A reversible engine take in heat from a reservoir of heat at 285°C, 35minute and give out heat to sink at 105°C, 18 minute.How many calories per second must it take from the reservoir in order to produce useful work at the rate of 308j/s
First, let's convert the temperature values from Celsius to Kelvin:
Reservoir temperature (T1) = 285°C + 273.15 = 558.15 K
Sink temperature (T2) = 105°C + 273.15 = 378.15 K
Next, we can calculate the heat transfer rates:
Rate of heat transfer from reservoir (Qin) = (285°C / 35 minutes) * (60 seconds/minute) = 164.57°C/minute
Rate of heat transfer to sink (Qout) = (105°C / 18 minutes) * (60 seconds/minute) = 350°C/minute
To find the heat transfer rate required to produce useful work, we can use the formula for efficiency:
Efficiency (η) = Useful work output / Heat input
308 J/s / Qin = η
Since it is a reversible engine, the efficiency can be expressed in terms of temperature:
η = 1 - (T2 / T1)
Substituting the efficiency equation, we can solve for Qin:
308 J/s = Qin * (1 - (T2 / T1))
308 J/s = Qin * (1 - (378.15 K / 558.15 K))

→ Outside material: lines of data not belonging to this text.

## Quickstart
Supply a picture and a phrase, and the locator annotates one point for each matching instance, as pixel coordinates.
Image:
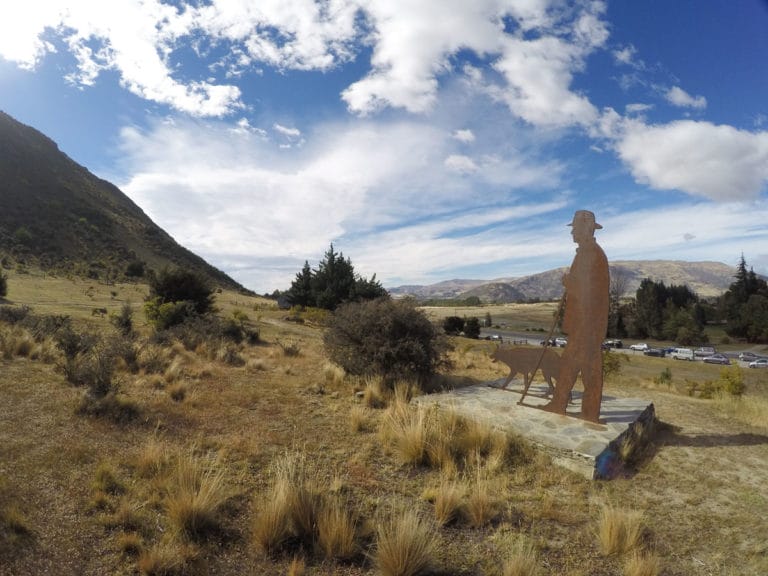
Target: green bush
(384, 337)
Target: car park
(682, 354)
(658, 352)
(703, 351)
(717, 359)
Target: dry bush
(376, 394)
(292, 506)
(130, 544)
(153, 459)
(271, 527)
(482, 505)
(522, 560)
(642, 565)
(178, 391)
(105, 480)
(619, 530)
(256, 365)
(167, 559)
(297, 567)
(405, 429)
(449, 501)
(406, 545)
(337, 529)
(197, 492)
(333, 374)
(359, 419)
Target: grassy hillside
(57, 215)
(262, 459)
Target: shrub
(406, 545)
(619, 530)
(384, 337)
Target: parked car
(717, 359)
(703, 351)
(655, 352)
(682, 354)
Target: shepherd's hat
(585, 216)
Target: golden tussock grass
(297, 567)
(337, 529)
(359, 419)
(197, 490)
(523, 560)
(619, 530)
(167, 559)
(449, 501)
(639, 564)
(406, 544)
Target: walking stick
(544, 348)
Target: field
(222, 438)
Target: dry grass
(196, 493)
(449, 501)
(359, 419)
(619, 530)
(523, 560)
(405, 430)
(337, 529)
(406, 545)
(639, 564)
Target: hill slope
(58, 215)
(707, 279)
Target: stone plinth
(597, 451)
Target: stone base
(597, 451)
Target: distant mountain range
(57, 215)
(707, 279)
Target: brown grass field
(276, 466)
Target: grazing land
(266, 459)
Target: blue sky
(428, 140)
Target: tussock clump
(167, 559)
(359, 418)
(449, 501)
(642, 565)
(522, 560)
(337, 529)
(197, 491)
(619, 530)
(406, 545)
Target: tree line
(672, 312)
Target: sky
(426, 139)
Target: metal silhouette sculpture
(585, 321)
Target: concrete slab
(593, 450)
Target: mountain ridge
(707, 278)
(59, 216)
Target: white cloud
(637, 108)
(466, 136)
(285, 131)
(235, 198)
(700, 158)
(679, 97)
(460, 164)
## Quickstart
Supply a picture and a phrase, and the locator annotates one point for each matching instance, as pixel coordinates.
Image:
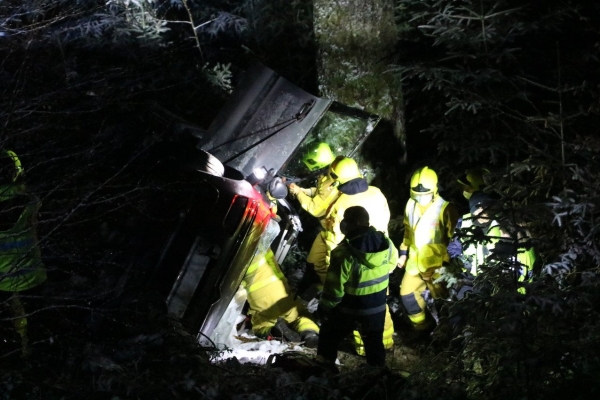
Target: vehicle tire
(208, 163)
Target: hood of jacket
(370, 246)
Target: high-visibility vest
(372, 200)
(262, 272)
(477, 253)
(21, 265)
(428, 239)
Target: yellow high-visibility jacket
(316, 200)
(356, 193)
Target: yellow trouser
(388, 335)
(273, 301)
(411, 292)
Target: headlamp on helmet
(10, 165)
(319, 157)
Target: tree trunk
(355, 41)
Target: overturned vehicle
(259, 137)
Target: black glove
(455, 248)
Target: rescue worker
(480, 223)
(353, 191)
(429, 223)
(354, 293)
(21, 268)
(272, 305)
(473, 181)
(315, 200)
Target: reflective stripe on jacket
(477, 253)
(21, 265)
(425, 235)
(357, 281)
(316, 200)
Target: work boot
(282, 330)
(310, 339)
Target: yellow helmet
(319, 157)
(423, 181)
(344, 170)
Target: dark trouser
(338, 326)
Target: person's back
(21, 267)
(315, 200)
(357, 193)
(270, 299)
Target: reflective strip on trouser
(388, 335)
(411, 290)
(272, 302)
(319, 256)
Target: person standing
(272, 306)
(429, 223)
(355, 288)
(21, 267)
(315, 200)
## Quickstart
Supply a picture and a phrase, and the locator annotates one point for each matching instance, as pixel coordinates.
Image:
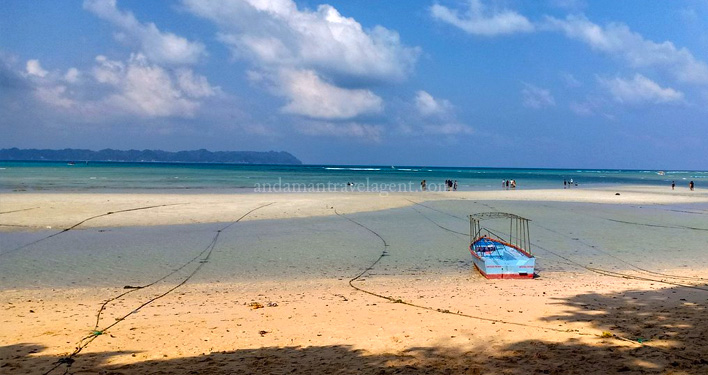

Qin = 308 J/s / (1 - (378.15 K / 558.15 K))
Calculating Qin:
Qin = 308 J/s / (1 - 0.6776)
Qin ≈ 941.58 J/s
To convert the heat transfer rate from joules per second to calories per second, we use the conversion factor:
1 calorie = 4.184 J
So, the heat transfer rate required in calories/second is:
Qin_calories = 941.58 J/s / 4.184 J/calorie
Qin_calories ≈ 225.05 calories/s
Therefore, the reversible engine must take approximately 225.05 calories per second from the reservoir to produce useful work at the rate of 308 J/s.